The news of this genetic mutation and its expected outcome, was devastating for our whole family, our school and our community. It was inconceivable for a wonderful boy with such potential to rapidly decline and die.
Our search for existing treatments and clinical trials, was nonproductive. We were led to believe that because of the rarity of the mutation, there will likely never be any treatment or therapeutic intervention.
Once we learned that existing health institutions and rare disease organizations, do not offer any research or funding for research for this condition we changed our approach.
As soon as we had the diagnosis, my husband and I began an intensive effort to get informed about Bag3 related Myofibrillar Myopathy and other related conditions. We researched muscular, neurological, cardiac, pulmonary and other diseases that seemed to be related.
We sent e-mails with our story, Alexander's Story, to researchers and scientists throughout the world and contacted many universities and teaching hospitals. Our intent was to raise awareness about this disease and gather support in the scientific and medical community to create a cure.

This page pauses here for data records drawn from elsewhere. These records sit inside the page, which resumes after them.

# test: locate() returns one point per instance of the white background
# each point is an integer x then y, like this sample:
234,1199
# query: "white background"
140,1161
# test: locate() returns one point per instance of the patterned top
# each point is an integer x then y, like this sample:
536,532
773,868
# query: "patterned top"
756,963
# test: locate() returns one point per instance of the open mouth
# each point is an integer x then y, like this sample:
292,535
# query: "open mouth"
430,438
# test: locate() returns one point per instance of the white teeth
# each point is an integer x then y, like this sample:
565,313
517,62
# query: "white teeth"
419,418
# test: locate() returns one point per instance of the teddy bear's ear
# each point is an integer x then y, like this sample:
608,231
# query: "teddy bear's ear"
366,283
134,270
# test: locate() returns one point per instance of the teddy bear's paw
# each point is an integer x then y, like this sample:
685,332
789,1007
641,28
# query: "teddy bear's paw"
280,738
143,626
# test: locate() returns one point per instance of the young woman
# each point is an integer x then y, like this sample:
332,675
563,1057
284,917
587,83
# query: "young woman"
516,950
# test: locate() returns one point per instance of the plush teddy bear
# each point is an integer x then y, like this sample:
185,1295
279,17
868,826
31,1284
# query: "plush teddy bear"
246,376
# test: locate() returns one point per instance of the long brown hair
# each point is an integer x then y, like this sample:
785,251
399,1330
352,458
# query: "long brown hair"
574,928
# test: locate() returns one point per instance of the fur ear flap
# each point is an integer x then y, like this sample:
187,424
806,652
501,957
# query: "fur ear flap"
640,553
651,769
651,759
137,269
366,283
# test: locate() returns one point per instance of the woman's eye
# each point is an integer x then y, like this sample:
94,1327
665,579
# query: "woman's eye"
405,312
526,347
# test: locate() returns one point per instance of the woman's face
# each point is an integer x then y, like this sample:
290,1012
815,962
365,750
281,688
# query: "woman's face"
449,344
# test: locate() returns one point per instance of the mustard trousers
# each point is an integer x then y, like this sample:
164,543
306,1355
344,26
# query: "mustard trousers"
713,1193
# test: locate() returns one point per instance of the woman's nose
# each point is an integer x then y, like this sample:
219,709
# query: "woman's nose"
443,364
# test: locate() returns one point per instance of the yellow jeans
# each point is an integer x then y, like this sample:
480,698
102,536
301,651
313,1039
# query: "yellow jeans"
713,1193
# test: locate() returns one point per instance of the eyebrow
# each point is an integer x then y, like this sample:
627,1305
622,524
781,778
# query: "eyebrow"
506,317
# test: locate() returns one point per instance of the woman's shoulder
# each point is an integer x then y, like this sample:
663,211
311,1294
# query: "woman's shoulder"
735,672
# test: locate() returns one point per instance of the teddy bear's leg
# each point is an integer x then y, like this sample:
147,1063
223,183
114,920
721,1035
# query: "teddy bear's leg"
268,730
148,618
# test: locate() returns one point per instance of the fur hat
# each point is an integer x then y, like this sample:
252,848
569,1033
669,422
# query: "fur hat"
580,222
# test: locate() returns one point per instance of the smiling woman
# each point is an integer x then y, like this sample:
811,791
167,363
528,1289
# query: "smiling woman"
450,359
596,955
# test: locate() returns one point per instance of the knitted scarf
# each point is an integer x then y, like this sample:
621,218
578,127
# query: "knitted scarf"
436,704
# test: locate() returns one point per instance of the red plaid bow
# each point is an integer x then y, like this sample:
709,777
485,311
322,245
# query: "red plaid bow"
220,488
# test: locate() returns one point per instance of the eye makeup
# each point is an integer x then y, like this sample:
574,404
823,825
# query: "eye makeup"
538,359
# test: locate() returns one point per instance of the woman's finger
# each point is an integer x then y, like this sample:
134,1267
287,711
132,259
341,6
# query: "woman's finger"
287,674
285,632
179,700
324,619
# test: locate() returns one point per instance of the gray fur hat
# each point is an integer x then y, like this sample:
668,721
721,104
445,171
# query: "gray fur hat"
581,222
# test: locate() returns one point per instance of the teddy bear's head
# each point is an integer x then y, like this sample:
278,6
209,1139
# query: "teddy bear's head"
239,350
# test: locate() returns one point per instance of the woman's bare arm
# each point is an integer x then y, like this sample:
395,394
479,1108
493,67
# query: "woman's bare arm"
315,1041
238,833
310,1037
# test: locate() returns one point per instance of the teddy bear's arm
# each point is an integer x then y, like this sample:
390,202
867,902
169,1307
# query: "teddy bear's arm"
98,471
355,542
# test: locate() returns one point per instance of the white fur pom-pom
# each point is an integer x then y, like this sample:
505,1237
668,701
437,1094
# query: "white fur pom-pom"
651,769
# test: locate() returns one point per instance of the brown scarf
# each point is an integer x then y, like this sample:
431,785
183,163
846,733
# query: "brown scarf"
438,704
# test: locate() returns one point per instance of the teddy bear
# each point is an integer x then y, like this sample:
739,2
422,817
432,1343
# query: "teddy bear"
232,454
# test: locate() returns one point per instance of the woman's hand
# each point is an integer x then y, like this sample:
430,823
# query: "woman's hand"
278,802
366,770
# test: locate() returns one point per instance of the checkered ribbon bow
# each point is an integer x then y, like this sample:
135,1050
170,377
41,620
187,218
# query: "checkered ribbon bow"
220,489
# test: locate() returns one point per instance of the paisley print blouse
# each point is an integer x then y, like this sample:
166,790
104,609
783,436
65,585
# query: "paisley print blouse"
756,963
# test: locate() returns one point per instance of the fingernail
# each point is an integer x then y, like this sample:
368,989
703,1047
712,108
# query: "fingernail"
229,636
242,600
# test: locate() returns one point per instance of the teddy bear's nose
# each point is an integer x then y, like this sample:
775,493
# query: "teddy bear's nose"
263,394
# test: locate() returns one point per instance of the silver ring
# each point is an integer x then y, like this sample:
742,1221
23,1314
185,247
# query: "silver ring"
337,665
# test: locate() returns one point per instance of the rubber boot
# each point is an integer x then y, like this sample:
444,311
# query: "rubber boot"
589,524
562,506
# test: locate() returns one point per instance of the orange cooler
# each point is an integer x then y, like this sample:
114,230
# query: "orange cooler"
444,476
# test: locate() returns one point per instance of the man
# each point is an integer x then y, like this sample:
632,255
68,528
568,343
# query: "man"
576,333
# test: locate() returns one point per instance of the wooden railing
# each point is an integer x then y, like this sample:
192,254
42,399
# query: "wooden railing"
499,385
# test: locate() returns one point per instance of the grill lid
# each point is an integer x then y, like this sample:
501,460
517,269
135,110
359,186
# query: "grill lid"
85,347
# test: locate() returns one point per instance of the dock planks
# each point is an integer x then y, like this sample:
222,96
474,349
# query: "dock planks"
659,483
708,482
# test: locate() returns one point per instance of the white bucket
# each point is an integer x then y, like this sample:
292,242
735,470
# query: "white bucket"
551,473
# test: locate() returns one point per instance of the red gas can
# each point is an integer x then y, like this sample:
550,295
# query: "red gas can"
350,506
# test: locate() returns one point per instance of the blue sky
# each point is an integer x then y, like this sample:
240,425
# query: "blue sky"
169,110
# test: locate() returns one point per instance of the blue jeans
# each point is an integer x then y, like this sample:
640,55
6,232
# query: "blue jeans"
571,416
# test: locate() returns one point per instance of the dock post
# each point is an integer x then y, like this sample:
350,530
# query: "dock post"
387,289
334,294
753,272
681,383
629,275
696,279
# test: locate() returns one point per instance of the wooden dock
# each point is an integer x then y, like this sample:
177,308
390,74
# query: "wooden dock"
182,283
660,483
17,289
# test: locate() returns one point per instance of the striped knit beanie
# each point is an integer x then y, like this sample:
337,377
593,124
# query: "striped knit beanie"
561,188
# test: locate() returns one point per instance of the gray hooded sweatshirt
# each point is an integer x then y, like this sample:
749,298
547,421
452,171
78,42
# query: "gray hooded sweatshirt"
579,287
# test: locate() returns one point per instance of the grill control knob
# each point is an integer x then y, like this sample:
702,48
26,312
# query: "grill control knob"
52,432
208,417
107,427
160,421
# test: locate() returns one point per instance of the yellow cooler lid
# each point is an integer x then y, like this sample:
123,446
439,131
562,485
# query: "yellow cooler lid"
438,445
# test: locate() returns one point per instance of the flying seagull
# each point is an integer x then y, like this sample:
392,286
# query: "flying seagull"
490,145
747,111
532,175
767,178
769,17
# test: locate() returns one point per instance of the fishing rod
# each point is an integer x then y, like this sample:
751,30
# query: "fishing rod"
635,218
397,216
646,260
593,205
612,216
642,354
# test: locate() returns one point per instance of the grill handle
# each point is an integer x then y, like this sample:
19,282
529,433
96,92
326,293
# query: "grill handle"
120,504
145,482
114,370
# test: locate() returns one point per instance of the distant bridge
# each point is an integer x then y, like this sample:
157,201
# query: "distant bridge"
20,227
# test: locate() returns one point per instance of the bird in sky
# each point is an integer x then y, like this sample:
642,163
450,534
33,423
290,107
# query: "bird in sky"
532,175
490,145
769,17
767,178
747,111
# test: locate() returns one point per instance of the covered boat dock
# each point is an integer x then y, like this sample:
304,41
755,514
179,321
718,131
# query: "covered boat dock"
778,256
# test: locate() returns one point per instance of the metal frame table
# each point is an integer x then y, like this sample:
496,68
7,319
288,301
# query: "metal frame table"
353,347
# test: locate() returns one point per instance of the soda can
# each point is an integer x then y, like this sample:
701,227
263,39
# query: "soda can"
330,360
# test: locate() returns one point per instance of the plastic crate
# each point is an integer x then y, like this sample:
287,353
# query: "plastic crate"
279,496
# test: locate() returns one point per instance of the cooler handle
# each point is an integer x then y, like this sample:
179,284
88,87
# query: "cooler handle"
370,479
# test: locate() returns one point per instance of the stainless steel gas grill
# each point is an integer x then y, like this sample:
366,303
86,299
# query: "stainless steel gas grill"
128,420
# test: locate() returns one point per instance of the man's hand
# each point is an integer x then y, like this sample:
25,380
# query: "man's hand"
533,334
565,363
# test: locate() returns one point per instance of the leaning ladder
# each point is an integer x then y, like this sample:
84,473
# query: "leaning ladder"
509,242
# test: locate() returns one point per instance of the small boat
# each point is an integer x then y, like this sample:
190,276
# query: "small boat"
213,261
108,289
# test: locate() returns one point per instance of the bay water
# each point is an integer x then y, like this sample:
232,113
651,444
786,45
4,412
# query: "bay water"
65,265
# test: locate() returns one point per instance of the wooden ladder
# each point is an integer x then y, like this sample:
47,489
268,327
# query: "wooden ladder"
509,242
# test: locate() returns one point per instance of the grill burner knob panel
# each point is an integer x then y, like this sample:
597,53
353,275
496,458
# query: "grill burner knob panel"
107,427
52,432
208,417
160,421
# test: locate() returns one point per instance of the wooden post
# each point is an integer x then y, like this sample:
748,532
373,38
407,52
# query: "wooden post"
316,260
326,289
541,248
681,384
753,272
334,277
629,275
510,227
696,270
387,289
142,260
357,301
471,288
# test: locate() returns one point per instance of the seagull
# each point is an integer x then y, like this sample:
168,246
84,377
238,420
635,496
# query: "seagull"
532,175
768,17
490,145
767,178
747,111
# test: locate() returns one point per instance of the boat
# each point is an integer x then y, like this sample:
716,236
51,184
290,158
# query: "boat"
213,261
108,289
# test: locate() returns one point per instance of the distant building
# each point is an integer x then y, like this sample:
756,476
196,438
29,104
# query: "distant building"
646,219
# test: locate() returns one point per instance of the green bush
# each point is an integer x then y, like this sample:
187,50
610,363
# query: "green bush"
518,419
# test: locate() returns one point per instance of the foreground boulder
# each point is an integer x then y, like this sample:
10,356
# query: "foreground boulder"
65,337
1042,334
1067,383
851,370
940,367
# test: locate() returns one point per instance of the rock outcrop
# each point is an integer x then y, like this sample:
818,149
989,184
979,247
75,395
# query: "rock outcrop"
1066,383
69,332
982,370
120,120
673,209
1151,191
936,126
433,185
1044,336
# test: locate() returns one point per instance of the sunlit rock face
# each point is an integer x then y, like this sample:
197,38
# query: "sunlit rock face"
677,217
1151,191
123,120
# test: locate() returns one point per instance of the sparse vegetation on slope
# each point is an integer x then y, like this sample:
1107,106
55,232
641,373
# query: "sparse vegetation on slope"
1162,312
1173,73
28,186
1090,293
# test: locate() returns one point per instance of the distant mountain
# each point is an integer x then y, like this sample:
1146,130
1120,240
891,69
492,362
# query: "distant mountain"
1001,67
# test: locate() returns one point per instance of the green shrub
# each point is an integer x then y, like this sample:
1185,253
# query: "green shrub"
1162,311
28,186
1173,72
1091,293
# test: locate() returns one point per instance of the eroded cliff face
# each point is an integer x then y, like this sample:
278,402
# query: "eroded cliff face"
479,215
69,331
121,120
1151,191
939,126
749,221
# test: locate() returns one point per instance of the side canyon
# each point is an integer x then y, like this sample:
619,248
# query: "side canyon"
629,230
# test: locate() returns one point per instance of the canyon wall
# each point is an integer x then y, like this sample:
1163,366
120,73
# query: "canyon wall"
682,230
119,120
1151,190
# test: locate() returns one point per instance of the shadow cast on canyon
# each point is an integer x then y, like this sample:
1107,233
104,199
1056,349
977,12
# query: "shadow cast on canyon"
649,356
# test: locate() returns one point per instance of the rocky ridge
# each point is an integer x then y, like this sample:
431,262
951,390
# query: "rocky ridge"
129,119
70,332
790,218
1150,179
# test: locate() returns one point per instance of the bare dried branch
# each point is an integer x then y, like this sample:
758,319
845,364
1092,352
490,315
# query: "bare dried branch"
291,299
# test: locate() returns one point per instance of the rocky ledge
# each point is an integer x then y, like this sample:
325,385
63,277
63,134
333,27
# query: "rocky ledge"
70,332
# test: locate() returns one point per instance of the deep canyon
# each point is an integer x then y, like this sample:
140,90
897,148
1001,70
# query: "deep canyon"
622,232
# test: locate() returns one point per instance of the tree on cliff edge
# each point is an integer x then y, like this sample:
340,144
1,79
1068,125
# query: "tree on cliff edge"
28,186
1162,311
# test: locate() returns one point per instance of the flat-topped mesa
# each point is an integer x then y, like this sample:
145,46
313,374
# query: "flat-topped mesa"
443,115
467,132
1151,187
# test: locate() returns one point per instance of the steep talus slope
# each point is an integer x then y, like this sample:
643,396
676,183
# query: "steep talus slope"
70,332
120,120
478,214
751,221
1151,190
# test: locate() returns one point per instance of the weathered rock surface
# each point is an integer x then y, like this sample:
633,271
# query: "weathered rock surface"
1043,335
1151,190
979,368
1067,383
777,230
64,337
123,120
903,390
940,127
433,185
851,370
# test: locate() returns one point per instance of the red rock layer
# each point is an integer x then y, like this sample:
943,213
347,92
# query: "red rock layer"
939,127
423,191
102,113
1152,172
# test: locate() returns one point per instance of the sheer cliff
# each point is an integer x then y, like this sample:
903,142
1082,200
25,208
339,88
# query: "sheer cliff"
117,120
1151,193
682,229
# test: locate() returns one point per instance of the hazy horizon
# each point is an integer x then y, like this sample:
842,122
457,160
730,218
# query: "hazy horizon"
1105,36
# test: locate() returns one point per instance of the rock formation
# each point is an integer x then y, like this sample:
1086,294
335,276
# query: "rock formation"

The first scientist who responded to our call for help was Monte S. Willis, M.D., Ph.D., M.B.A. He was encouraging regarding the progress that was being made to help patients with Bag3 associated myofibrillar myopathy.
Dr Robert Bryson-Richardson, PhD.
Dr Bryson-Richardson, PhD,Senior Lecturer, School of Biological Sciences, Monash University, Victoria 3800, Australia.
Dr. Robert Bryson-Richardson's research focuses on neuromuscular disease and utilizes the advantages of the zebra-fish model system to understand the genetic causes, pathological mechanisms, and identify potential therapies for these diseases. His team investigates a wide range of disorders with myofibrillar and nemaline myopathies being particular areas of focus. He studied Human Genetics at the University of Nottingham UK, before moving to the Medical Research Council’s Human Genetics Unit in Edinburgh UK to complete his PhD and begin his work using the zebra-fish model system. He completed his PhD in 2003 and continued his research at the Victor Chang Cardiac Research Institute in Sydney Australia and the Australian Regenerative Medicine Institute at Monash University in Melbourne. He joined the School of Biological Sciences at Monash University as a lecturer and principal investigator in 2010.
Dr Avnika Ruparelia, PhD,
On the team with Dr Bryson-Richardson is Dr Avnika Ruparelia, PhD, Post-Doctoral Fellow.
Avnika completed her PhD at Monash University where she began investigating myofibrillar myopathies. She explored how mutations in BAG3 and Filamin C cause myofibrillar myopathy. She worked as a post doctoral researcher in the Bryson-Richardson lab investigating BAG3 related myofibrillar myopathy and testing potential therapies. We are grateful to Dr. Bryson-Richardson, and Dr. Ruperalia for the first steps to find a treatment for MFM6.
Aside from the research teams lead by the researchers named above, we located others here in the US, as well as in the Netherlands, Germany, Hong Kong, and Japan. All of these teams, have shown interest in exploring the Bag3 genetic mutation.